Panna Cotta with Melted Raspberries
Thanks to the National Raspberry Council for sponsoring this post.
Out on a hike a few weeks ago, I was trailing behind a young mom and her four children, whose ages topped out at about six. The littlest of them was strapped to her chest, the others tagging along behind. When one needed his shoes tied, the mom knelt deftly to the ground to fix the laces. And when another tumbled onto a rock and scraped her knee, the mom fished into a backpack for a bandaid while drying tears and handing a snack to another child, all done in what seemed like one graceful swoop.
She’s such a superhero, I thought.
I’ve been thinking that a lot lately, in awe of so many mothers in my life: my sister running after two lively toddlers in a small Brooklyn apartment, my girlfriends, so many of them navigating the trials of the teen years, my own inimitable mother, and moms I don’t even know in far corners of the world dealing with more serious strife, from those living in a war zone to refugees seeking a place to call home.
Who needs comic book heroes when we’re surrounded by real life ones? They’re called mothers.
And so, we have Mother’s Day… to honor all of our moms who deserve some serious tender loving care. This is where today’s recipe for Panna Cotta with Melted Raspberries comes in.

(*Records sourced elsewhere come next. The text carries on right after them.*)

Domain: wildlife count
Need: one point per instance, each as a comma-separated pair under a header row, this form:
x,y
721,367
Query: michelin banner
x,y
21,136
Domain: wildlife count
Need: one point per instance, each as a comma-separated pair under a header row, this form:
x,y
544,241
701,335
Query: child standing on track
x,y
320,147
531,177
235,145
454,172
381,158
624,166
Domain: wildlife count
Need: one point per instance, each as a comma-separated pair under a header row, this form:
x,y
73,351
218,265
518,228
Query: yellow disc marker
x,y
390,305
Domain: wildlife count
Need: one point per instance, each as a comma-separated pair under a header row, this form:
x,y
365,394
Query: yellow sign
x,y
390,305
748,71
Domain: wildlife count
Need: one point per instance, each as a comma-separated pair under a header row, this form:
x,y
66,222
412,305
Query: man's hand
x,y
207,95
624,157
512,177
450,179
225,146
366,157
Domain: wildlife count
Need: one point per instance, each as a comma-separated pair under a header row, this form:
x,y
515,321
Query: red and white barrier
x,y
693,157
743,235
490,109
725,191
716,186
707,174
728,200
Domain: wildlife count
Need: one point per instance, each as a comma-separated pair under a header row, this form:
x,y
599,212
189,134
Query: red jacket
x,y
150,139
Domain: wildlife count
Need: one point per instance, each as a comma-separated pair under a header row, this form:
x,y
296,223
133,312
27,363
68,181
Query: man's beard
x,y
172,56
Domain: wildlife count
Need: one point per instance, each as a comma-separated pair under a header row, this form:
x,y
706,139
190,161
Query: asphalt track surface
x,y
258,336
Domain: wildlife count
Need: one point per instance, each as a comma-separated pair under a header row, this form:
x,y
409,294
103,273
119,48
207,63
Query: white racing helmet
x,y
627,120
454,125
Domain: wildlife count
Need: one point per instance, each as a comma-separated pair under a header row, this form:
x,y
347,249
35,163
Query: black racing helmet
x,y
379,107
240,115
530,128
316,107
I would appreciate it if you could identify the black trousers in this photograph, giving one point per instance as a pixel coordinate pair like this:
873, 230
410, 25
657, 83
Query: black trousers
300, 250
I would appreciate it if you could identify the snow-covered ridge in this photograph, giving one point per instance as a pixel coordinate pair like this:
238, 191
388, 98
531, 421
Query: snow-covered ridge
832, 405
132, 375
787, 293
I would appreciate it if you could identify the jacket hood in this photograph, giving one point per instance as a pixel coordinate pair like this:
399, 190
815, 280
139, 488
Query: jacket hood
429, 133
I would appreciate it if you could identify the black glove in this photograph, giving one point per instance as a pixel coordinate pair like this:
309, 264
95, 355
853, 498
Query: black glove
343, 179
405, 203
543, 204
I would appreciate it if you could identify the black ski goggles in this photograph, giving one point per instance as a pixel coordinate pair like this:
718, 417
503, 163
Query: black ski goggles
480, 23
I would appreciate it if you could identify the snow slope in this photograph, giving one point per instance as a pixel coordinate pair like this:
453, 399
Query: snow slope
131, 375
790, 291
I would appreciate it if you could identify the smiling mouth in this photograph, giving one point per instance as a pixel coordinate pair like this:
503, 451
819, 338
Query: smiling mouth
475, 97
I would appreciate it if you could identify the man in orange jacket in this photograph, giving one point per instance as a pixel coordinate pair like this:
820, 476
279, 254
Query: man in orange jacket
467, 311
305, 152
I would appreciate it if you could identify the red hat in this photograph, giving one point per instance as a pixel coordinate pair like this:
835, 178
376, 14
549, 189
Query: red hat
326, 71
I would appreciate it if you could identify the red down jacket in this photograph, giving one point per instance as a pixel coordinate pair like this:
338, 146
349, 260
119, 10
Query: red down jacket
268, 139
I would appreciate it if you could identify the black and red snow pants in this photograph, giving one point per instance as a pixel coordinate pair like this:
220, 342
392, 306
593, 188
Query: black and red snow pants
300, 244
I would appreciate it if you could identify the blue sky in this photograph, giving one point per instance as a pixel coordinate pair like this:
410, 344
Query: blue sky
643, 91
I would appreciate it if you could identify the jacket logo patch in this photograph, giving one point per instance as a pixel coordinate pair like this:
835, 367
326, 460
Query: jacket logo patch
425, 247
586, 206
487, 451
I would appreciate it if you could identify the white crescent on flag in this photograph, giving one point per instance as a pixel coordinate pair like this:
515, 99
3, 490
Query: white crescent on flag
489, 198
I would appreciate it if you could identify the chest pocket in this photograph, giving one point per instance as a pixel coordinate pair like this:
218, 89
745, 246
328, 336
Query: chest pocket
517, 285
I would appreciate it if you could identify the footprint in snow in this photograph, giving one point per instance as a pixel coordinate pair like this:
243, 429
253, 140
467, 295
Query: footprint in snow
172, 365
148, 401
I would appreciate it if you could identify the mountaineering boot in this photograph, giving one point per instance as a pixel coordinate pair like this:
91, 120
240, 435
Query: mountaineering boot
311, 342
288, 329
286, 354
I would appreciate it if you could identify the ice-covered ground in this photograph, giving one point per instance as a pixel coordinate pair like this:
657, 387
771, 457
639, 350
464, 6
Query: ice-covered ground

How to Make Panna Cotta with Melted Raspberries
Panna Cotta with Melted Raspberries is befitting the best of our moms. It’s creamy, a little bit decadent, and plainly pretty. If you’ve never made panna cotta before, don’t be intimidated. It’s really just grown up jello. You heat milk and cream together and then “set” it with gelatin. It’s topped with frozen raspberries that get melted down with a few spoonfuls of sugar, resulting in a tangy-sweet crown that truly makes the dish. Add a touch of rosewater, if you like, for a lovely floral note.
Here’s what else you might like about this dessert: it’s just 225 calories a serving. Even better, is that all those raspberries add a boost of vitamin C, fiber, and health-promoting phytochemicals. And because the recipe calls for frozen raspberries, you can enjoy it year-round.
Last but not least, this panna cotta can be prepped ahead of time, so that any mom doing the cooking on Mother’s Day has time to put her feet up and reflect on what a superhero she really is.
If you like Panna Cotta with Melted Raspberries, check out:
Panna Cotta with Melted Raspberries
Less than a teaspoon of rosewater is all you need to give creamy panna cotta a fragrant bump of flavor. Crowned with frozen raspberries that get melted with a bit of sugar, this is an elegant sweet that's easy to make. And it's just 225 calories a serving, not bad for dessert!
- 1/4 cup water
- 1 packet unflavored gelatin (1 scant tablespoon)
- 1 1/2 cups whole milk
- 1 1/2 cups heavy cream
- 1/3 cup plus 2 tablespoons sugar, divided
- 3/4 teaspoon rosewater, optional (see notes)
- 1/2 teaspoon vanilla extract
- 2 cups frozen raspberries
Put the water in a small dish and sprinkle the gelatin over the top. Leave for 5 minutes to soften.
Heat the milk, cream, and ⅓ cup sugar over medium-high, whisking occasionally, until the sugar dissolves and tiny bubbles appear around the perimeter of the milk (you want the milk hot, but don’t want it to boil or it will overflow). Remove from heat. Add gelatin to the hot milk and whisk until it dissolves. Whisk in the vanilla and rosewater.
Pour into six glasses, jelly jars, or bowls. Refrigerate until firm, 2 to 3 hours.
When ready to serve, put the raspberries and remaining 2 tablespoons sugar into a small saucepan over medium and cook just until the sugar dissolves and the raspberries are barely warm. Remove from heat To assemble, spoon the melted raspberries over the panna cotta.
Rosewater is sold in glass bottles in some supermarkets, healthy food stores, and specialty stores, in the baking section or the "ethnic food" section. You can also order it online. If you don't have rosewater, not to worry, just double the amount of vanilla extract.